Perkins has collaborated with the Texas School for the Blind and Visually Impaired on a Web resource called PathsToLiteracy.org, an online hub for information related to literacy for students who are blind or visually impaired, including those with additional disabilities or deafblindness.

Perkins has collaborated with Amy Bower, a blind oceanographer and senior scientist at the Woods Hole Oceanographic Institution, to show students what it's like to be a blind scientist.

The international nonprofit has also worked with the American Foundation for the Blind to ensure that Expanded Core Curriculum (ECC) be taught in mainstream schools.

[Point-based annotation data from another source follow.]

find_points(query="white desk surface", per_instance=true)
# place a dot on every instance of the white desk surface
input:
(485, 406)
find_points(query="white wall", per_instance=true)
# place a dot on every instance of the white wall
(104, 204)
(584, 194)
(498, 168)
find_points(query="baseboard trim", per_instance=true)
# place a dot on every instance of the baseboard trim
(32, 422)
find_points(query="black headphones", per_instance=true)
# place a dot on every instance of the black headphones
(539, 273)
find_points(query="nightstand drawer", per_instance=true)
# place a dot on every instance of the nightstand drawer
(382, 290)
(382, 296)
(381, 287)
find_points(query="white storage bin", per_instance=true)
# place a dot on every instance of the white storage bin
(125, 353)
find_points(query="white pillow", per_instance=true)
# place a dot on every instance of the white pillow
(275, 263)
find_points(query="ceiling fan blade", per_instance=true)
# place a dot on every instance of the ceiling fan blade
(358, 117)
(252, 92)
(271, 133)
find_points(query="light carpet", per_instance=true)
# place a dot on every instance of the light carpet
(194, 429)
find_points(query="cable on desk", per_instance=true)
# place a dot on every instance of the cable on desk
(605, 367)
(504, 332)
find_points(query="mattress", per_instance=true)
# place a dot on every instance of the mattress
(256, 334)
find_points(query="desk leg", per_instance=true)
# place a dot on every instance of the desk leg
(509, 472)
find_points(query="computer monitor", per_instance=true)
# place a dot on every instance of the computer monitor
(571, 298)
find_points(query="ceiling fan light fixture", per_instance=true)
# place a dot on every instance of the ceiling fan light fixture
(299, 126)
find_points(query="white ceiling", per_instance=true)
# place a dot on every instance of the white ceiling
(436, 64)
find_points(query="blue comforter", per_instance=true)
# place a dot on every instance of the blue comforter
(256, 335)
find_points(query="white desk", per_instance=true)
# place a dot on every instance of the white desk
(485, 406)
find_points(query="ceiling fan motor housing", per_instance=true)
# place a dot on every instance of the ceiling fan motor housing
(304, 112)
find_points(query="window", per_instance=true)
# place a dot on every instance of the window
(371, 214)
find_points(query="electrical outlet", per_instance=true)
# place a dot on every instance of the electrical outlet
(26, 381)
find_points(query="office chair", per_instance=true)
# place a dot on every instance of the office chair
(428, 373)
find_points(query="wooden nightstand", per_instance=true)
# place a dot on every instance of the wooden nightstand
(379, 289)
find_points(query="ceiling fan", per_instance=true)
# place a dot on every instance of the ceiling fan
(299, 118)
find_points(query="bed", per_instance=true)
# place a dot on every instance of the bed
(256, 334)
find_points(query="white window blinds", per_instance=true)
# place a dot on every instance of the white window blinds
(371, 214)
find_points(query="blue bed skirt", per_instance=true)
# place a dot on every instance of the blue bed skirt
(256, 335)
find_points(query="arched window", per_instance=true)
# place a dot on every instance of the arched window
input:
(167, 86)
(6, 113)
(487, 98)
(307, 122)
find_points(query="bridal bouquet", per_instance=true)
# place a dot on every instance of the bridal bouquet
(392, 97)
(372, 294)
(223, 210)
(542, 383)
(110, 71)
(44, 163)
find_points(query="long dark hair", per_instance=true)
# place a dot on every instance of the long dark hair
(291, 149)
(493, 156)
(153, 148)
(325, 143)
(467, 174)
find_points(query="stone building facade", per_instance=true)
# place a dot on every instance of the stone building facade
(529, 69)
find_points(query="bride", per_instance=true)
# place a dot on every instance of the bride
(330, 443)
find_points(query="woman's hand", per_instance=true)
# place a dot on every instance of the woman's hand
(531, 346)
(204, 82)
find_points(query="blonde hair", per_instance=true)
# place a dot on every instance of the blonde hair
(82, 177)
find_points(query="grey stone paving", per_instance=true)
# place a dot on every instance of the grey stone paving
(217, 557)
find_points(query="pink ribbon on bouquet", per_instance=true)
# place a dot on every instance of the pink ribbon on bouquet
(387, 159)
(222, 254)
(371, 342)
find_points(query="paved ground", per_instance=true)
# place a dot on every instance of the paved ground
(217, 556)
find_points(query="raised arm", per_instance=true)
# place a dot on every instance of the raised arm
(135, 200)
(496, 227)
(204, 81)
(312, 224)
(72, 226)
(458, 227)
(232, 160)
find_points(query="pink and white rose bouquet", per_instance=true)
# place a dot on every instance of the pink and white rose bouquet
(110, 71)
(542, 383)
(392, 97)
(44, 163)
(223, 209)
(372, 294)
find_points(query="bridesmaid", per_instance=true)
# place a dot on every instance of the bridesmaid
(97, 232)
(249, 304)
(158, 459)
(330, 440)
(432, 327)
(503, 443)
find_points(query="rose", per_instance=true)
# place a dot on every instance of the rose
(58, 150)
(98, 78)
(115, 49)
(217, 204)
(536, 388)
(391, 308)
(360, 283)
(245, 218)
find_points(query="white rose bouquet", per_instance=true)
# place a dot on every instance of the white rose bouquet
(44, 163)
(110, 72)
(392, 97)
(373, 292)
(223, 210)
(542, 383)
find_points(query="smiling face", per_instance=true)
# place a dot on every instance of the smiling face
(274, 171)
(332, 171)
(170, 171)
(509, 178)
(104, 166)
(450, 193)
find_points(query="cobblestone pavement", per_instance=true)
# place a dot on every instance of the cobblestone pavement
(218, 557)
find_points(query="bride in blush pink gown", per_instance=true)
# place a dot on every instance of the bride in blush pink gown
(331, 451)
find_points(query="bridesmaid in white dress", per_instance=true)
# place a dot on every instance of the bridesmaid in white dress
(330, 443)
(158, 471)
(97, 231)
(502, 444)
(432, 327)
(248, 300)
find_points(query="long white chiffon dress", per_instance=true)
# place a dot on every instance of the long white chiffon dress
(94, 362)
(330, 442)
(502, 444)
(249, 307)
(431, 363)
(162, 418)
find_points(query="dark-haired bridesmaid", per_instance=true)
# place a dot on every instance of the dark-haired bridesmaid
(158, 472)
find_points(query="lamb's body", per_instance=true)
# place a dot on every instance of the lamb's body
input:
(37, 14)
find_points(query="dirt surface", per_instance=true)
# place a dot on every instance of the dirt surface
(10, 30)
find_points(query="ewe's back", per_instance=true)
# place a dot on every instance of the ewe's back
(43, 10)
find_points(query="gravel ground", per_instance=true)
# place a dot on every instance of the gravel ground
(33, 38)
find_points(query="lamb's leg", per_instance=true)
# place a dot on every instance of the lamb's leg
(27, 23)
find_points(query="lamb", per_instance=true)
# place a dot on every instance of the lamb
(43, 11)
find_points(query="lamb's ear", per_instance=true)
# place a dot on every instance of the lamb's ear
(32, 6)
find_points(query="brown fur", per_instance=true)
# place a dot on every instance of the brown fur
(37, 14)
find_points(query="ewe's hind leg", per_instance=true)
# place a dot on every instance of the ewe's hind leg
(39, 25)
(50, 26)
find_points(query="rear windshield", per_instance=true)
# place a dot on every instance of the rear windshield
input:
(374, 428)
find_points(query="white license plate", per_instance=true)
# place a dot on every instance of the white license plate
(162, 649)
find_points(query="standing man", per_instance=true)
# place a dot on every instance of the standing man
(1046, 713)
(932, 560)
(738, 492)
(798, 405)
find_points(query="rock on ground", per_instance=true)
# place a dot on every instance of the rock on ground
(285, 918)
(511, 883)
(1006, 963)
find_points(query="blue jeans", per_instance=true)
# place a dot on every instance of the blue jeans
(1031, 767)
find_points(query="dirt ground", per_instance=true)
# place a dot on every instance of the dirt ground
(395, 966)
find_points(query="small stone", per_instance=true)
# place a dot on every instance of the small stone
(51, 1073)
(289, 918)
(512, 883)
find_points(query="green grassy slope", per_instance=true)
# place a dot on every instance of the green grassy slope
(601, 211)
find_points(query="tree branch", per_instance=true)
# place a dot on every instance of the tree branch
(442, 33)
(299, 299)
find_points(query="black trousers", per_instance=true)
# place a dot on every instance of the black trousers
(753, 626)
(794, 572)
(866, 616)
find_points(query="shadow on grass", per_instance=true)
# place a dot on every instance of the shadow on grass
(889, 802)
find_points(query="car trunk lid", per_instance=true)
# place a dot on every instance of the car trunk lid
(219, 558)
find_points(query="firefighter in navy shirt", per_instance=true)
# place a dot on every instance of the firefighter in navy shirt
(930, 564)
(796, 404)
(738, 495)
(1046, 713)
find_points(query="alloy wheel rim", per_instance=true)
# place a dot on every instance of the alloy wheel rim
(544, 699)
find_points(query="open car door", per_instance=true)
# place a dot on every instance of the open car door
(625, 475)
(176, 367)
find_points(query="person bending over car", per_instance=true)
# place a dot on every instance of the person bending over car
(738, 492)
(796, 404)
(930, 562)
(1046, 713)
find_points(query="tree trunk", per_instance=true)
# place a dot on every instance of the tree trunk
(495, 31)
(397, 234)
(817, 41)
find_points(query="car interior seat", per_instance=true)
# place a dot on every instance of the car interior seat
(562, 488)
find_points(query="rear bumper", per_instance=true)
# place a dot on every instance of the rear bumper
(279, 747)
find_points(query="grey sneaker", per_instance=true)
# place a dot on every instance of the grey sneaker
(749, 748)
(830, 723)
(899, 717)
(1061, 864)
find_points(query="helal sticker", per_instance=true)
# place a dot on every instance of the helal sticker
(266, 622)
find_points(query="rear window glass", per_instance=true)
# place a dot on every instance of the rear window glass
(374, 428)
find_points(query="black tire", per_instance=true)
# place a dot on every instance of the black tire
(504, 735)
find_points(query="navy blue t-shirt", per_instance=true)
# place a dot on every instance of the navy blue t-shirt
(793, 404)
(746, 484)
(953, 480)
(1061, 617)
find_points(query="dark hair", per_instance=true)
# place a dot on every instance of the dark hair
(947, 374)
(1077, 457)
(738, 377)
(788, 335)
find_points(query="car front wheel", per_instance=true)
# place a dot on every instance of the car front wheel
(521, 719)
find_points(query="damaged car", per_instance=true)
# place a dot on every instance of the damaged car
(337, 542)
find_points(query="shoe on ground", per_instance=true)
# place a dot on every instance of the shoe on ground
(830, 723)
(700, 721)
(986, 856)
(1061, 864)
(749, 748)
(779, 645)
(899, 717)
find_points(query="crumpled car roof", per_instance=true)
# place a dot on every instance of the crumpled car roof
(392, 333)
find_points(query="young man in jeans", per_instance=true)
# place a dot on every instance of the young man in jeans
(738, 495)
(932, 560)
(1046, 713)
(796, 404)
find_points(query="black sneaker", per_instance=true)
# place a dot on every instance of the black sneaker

Perkins is a member of the Council of Schools for the Blind.

== Notable alumni ==
- Laura Bridgman, the first known deafblind person to be formally educated in English
- Cailin Currie, paralympian
- Tony DeBlois, musician and autistic savant
- Don Deignan, historian and disability advocate
- Albert K. Gayzagian, the first former student and the first visually impaired person to be appointed to the Perkins Board of Trustees
- Helen Keller, notable deafblind activist and public figure
- Paul Pena, American singer, songwriter, and guitarist
- Joseph Brown Smith, musician and the first blind graduate of Harvard
- Robert Smithdas, the first deafblind person to earn a master's degree
- Jean Sorel, polyglot educator, lawyer, Radio Haiti host, and the first blind graduate of the State University of Haiti
- Anne Sullivan, teacher of Helen Keller
- Tom Sullivan, singer and writer
- Emilie Poulsson, poet, children's author, and campaigner for early education and the Froebel method in the United States.